House Democratic Leader Hale Boggs and three other people were missing after flying in a small plane to a political event in Alaska. The plane and the people aboard have never been found. The Louisiana Congressional seat held by Boggs was later declared vacant, and his wife Lindy succeeded him. Hale and Lindy Boggs were the parents of the late political reporter Cokie Roberts.

The Montgomery Ward department stores were celebrating their 100th anniversary with a “Century 2” sale. La Crosse’s Wards store on Courthouse Square, now known as Belle Square, was having a sale on nylon carpets, no-wax flooring, and home freezers.

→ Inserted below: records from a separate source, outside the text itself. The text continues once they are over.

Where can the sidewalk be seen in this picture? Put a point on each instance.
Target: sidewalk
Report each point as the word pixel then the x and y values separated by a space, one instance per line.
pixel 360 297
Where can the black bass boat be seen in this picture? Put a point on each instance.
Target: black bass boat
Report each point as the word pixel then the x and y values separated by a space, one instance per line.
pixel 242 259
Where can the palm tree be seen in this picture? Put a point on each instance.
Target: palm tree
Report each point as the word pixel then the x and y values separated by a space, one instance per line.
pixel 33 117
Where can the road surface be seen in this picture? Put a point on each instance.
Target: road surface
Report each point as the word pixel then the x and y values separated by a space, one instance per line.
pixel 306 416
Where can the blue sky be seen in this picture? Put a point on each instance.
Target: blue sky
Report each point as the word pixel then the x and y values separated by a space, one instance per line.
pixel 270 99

A letter to the editor in the Tribune complained that “long-haired, drug-oriented…radical parasites” had “invaded” Oktoberfest weekend in La Crosse, and the writer said “Go home, don’t come back.” The letter complained that the visitors had left litter behind and parked on private lawns during the fest.

A Johnny Cash concert at the Sawyer Auditorium, featuring June Carter Cash, Carl Perkins, and the Statler Brothers, was already sold out the day before the show. And Bob Hope’s last theatrical movie comedy, “Cancel My Reservation,” was playing at the Cinema Theaters in 1972, Yesterday in La Crosse.